Role-play some scenarios on how to introduce yourself to someone with a firm handshake and good eye contact. Show your daughter what it looks like to ask for something with your head up, and shoulders square, in a confident voice. Then do the opposite with exactly the same words but with your head down, hunched over in a quieter voice. Ask them what they notice.

Speaking up – I love assertive, strong women. There have been many throughout history. Teach your girls about them so they have role models. There is a great article by Margaret Wente about whether we should just “ban bossy”, as Sheryl Sanberg suggests in her book Lean In. However, I don’t really believe that it’s bossy we’re talking about… bossy sounds aggressive. I get the sense it’s assertiveness, resilience and the ability to speak up that we are really valuing here.

Encourage your girls to sometimes disagree. Even with you! Yes, I just said that. Obedience and compliance get us only so far. If we expect these things from our kids when they are young, they may choose to be submissive and obedient as grown ups. If we parent with mutual respect and an expectation that everyone will contribute to the family order, we teach our girls the skills of collaboration and cooperation. We can also stress that respecting oneself while still respecting others is possible. Speaking up is respectful. If the person you’re speaking with disagrees with you, there’s the opportunity to collaborate on a mutually agreeable solution. And if you end up agreeing to disagree, the world will continue to rotate on its axis. Not everyone is going to agree with you and not everyone is going to like you all the time. But if we respect ourselves, and others, we can’t go wrong. When we work with our kids on these skills, instead of the traditional punishment and reward system, we’re empowering them and preserving everyone’s dignity in the process.

When the going gets tough, the girls get going – Notice when your girls have overcome adversity. The key is to give them lots of opportunity to try and succeed. Sometimes they may not succeed – but the beauty about not reaching a goal is that therein lies another opportunity; the opportunity to brush yourself off, learn from what worked and what didn’t, and try again. This is the message we hope our girls will hear. Keep the focus on the effort they put in and remind them that they can choose how to define success.

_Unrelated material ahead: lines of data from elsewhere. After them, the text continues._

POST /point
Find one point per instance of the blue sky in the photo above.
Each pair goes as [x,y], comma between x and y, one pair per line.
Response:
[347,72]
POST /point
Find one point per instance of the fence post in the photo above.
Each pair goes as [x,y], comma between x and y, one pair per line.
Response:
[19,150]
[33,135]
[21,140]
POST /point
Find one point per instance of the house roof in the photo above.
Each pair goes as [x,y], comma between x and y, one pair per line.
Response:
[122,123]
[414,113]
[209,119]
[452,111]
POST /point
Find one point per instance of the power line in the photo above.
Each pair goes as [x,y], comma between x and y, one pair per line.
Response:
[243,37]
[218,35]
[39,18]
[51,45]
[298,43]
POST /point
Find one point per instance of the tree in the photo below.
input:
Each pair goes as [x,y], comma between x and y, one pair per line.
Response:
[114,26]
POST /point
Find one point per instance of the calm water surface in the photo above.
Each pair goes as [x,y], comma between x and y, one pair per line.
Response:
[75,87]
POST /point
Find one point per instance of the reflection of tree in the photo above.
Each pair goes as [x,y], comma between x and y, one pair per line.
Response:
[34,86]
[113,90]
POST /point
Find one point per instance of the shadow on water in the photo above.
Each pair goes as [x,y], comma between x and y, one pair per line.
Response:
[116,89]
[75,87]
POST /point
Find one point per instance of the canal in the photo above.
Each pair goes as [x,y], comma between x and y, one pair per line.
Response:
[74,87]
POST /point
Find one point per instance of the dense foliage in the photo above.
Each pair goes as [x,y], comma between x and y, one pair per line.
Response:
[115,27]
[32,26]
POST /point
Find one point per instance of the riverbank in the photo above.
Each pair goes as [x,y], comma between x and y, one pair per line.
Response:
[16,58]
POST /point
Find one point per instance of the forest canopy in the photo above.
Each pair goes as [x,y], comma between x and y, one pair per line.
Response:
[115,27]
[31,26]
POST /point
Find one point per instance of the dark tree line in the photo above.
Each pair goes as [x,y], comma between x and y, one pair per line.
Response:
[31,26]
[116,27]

Promote self-validation – Instead of placing a stamp of parental approval on something they have accomplished, notice what they DID and what CHOICES they made, then ask them if they are proud of THEMSELVES. That way, they are able to process their own thoughts and feelings about their actions. As our girls grow up and hit the teen years, their peers play a bigger role in their lives and, if they have a solid sense of how they feel about themselves, they are less likely to give in to peer pressure. Encourage them to seek INTERNAL validation, instead of getting used to relying on EXTERNAL validation.

There is no cookie-cutter way to parent girls. We are each unique and have different ways of learning and growing. However, by giving girls the opportunity to truly express themselves, we allow a new confidence to surface. Give them the chance to speak up – really listen to them to understand – and let them in on that incredibly powerful non-verbal communication secret. It will come in handy no matter where they land in life. Also, replace the “practice makes perfect” mantra with “practice makes progress” and you’ll instill a sense of resilience that will carry them through their successes and their set backs.

Finally, let them be proud of themselves. You can always say you are proud of them and you love them, but make it ever-present and unconditional, not based on their actions or the situation. There are good choices and bad choices, not “good girls” and “bad girls”. A good girl can make a bad choice… and likely learn a really valuable lesson from it!

Passing on love, strong values and firm boundaries is helpful for kids but let your girls look to themselves for validation and self-care. Girl power doesn’t have to be bossy but it darn well can be self-assured.